Anyways, I want to do more so please let me know if you are going to do another one of these. I will try my best to make the event.



Yours,



The Sarg


----------



## Cruentus (Sep 26, 2004)

Thanks everyone for your support on this. To Sarg and others, I will be posting dates for my next seminars soon. I will do a continuation/repeat of this EDC one before Christmas.

Here is my review from my site:



> EDC Knife seminar review
> 
> On 9/19/04 TEG corporation had its first self-defense related seminar, the EDC (every day carry) knife seminar. All and all, I would say that this seminar was a great success. This was officially the first Paul Janulis/TEG corp. seminar, but rest assured you can count on many more in the near future.

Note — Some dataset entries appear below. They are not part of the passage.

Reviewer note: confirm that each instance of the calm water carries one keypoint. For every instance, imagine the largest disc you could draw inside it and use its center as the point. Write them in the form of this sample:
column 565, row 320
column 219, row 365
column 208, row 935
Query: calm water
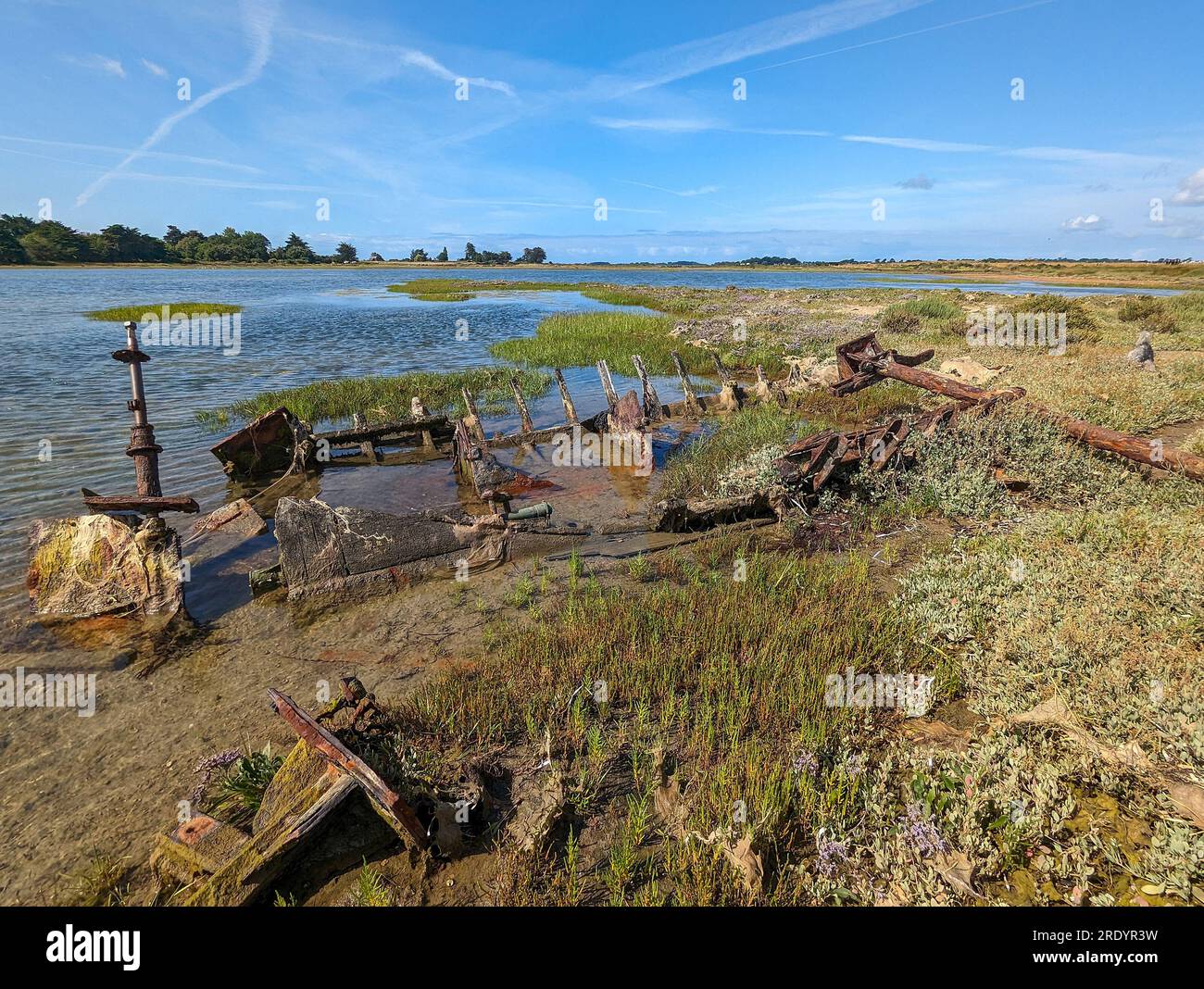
column 63, row 388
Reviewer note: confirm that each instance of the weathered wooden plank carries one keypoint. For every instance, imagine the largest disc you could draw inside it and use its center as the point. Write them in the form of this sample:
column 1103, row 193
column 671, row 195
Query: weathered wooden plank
column 566, row 398
column 392, row 807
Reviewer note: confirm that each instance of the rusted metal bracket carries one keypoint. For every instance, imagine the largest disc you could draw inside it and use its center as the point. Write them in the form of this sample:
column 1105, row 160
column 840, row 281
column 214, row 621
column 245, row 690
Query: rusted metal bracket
column 862, row 362
column 143, row 449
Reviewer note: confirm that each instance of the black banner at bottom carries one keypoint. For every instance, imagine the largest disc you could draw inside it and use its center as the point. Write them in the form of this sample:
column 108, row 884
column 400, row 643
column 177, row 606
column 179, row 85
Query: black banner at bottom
column 281, row 941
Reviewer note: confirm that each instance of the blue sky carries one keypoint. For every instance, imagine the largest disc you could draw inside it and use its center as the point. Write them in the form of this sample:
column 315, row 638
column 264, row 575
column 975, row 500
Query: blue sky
column 906, row 105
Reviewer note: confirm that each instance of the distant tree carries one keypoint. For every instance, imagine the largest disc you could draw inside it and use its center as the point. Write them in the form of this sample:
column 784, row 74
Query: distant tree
column 52, row 241
column 184, row 249
column 123, row 244
column 12, row 229
column 297, row 250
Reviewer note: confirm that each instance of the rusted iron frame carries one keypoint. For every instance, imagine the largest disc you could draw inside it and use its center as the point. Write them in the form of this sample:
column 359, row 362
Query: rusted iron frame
column 863, row 362
column 143, row 447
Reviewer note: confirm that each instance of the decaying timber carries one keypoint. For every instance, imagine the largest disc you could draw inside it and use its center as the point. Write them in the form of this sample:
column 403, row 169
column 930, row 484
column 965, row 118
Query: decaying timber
column 218, row 864
column 863, row 362
column 97, row 565
column 695, row 514
column 395, row 811
column 263, row 446
column 811, row 462
column 324, row 549
column 476, row 463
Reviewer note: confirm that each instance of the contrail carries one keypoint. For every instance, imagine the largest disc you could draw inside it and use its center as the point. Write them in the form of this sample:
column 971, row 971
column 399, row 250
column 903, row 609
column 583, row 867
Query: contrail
column 906, row 34
column 259, row 19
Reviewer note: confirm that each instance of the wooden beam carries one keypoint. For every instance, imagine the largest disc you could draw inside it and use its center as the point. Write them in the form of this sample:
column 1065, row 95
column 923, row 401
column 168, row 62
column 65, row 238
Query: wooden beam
column 389, row 804
column 691, row 400
column 528, row 425
column 607, row 384
column 653, row 408
column 566, row 398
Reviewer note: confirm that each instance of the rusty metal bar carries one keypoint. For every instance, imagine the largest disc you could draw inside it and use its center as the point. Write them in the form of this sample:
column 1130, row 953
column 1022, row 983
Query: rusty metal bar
column 528, row 425
column 653, row 408
column 566, row 398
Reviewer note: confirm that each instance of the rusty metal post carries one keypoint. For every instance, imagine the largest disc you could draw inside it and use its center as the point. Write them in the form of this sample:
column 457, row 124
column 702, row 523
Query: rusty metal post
column 607, row 384
column 653, row 408
column 723, row 376
column 143, row 446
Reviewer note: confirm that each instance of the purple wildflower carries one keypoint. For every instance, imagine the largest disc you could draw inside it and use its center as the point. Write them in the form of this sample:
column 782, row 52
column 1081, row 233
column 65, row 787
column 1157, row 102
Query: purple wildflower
column 834, row 855
column 807, row 762
column 207, row 764
column 922, row 832
column 854, row 764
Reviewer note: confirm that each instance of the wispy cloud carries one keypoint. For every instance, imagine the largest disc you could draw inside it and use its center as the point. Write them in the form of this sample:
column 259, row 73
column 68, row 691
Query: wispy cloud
column 702, row 190
column 108, row 149
column 918, row 144
column 410, row 56
column 681, row 61
column 696, row 125
column 257, row 20
column 1191, row 190
column 100, row 63
column 906, row 34
column 1091, row 221
column 1085, row 156
column 663, row 124
column 542, row 205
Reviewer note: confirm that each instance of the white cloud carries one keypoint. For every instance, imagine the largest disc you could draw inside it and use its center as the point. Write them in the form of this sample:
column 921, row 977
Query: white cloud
column 681, row 61
column 1191, row 190
column 257, row 22
column 413, row 58
column 100, row 63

For point of reference, I will give you a synopsis of TEG Corp. and the Tulisan Eskrima Gild. Then I will provide a detailed review. If you were unable to attend this even, I hope to see you in the future!
> 
> ...



Thanks again. Keep an eye out for the next events!

PJMOD


----------



## Darkmoon (Sep 26, 2004)

Hey, I thought you couldn't review your own site, It would seem a little bias. Not an insult just how I see it.


----------



## Cruentus (Sep 27, 2004)

Darkmoon said:
			
		

> Hey, I thought you couldn't review your own site, It would seem a little bias. Not an insult just how I see it.



Well, this is my first one...

Maybe someday when I make it "big," I'll let someone else do it for me.....

 :wink1:

Oh...if it is any consolation, I do have testimonials. However, I just haven't put them up anywhere yet.  :ultracool


----------